As of May 2024, six vaccines are authorized globally to protect males and females against cancers caused by HPV.

According to an article published by the Lancet Infectious Diseases on May 8, 2024, there are ethical reasons to transition to a single-dose strategy.

These scientists discuss how a single-dose HPV vaccination strategy advances equity in three dimensions: vaccine equity, health equity, and gender equity.

Adopting a single-dose strategy eases pressure on vaccine supply, lowers program costs, and is easier to distribute.

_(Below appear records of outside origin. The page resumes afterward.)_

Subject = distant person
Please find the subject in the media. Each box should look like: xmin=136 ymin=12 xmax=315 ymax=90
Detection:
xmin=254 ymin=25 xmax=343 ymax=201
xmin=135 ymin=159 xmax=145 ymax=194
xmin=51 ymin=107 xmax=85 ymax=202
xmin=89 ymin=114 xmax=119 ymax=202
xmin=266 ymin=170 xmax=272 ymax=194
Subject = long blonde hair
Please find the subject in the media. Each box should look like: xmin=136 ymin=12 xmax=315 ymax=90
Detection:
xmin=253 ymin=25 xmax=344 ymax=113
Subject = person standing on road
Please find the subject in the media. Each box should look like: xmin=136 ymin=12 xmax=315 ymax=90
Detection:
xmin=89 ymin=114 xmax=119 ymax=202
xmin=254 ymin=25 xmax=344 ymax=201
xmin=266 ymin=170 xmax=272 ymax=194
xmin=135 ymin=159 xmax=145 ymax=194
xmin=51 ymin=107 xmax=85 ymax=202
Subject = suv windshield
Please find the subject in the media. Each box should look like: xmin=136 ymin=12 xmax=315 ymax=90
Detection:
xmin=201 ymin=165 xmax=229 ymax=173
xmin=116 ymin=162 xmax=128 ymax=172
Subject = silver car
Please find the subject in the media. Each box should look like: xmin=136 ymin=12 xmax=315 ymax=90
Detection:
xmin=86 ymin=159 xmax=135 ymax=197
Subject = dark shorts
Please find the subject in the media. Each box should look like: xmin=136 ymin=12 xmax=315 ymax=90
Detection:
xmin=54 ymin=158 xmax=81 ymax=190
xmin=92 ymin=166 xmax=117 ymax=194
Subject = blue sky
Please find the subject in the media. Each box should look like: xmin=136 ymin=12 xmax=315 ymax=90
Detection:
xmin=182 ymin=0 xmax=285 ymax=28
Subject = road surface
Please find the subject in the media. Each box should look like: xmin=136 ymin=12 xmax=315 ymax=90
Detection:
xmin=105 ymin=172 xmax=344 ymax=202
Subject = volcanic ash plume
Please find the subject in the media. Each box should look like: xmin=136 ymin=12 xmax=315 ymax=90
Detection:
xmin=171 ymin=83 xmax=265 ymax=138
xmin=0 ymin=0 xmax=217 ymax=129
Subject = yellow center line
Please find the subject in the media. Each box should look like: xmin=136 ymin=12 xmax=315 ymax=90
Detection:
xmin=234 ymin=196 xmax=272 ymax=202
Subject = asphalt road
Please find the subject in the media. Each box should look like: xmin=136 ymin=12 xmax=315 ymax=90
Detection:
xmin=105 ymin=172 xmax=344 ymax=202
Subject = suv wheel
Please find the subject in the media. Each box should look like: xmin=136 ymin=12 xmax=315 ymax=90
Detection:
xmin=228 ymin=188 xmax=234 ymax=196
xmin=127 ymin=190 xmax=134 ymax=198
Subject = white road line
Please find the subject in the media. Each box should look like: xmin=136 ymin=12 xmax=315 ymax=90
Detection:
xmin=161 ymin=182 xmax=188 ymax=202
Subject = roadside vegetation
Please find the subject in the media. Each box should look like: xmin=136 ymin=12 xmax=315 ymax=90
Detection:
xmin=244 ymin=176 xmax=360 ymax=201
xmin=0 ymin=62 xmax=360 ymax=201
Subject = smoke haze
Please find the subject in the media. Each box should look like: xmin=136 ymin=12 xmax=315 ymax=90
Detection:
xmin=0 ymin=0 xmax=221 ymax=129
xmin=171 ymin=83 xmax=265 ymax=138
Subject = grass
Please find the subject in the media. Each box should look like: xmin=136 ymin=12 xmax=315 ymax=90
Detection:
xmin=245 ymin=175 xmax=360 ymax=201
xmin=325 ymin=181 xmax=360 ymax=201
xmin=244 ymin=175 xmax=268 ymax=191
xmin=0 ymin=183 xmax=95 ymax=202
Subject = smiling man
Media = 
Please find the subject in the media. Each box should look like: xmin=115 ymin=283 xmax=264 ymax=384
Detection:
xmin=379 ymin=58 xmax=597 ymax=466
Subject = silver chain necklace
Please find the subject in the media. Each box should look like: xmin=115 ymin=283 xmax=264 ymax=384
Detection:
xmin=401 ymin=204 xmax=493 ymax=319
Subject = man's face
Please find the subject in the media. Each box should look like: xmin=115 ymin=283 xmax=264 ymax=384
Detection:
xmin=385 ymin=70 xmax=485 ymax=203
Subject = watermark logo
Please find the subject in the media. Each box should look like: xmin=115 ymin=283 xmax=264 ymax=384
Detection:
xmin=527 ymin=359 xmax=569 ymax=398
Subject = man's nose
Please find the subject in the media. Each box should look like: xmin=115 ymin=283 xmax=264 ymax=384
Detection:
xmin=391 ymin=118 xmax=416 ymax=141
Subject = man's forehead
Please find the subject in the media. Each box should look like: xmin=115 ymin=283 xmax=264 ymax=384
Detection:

This change facilitates vaccine procurement and implementation programs (contributing to vaccine equity) and reaching hard-to-reach people or populations (contributing to health equity).

A lower number of cases of HPV-related diseases that stem from greater vaccine distribution reduces the burden on women, who are at a higher risk of HPV-related disease or who act as caregivers, which prevents them from accessing opportunities that contribute to their empowerment (contributing to gender equity).

Thus, these scientists wrote that pursuing the single-dose HPV vaccination program strategy is ethically desirable.

In April 2022, WHO's Strategic Advisory Group of Experts on Immunization concluded that a single-dose HPV vaccine delivers virus protection comparable to 2-dose schedules.

In the U.S., the Centers for Disease Control and Prevention (CDC) HPV vaccination has been recommended for women since 2006 and for men since 2011. Current CDC HPV vaccination schedules were updated in 2023.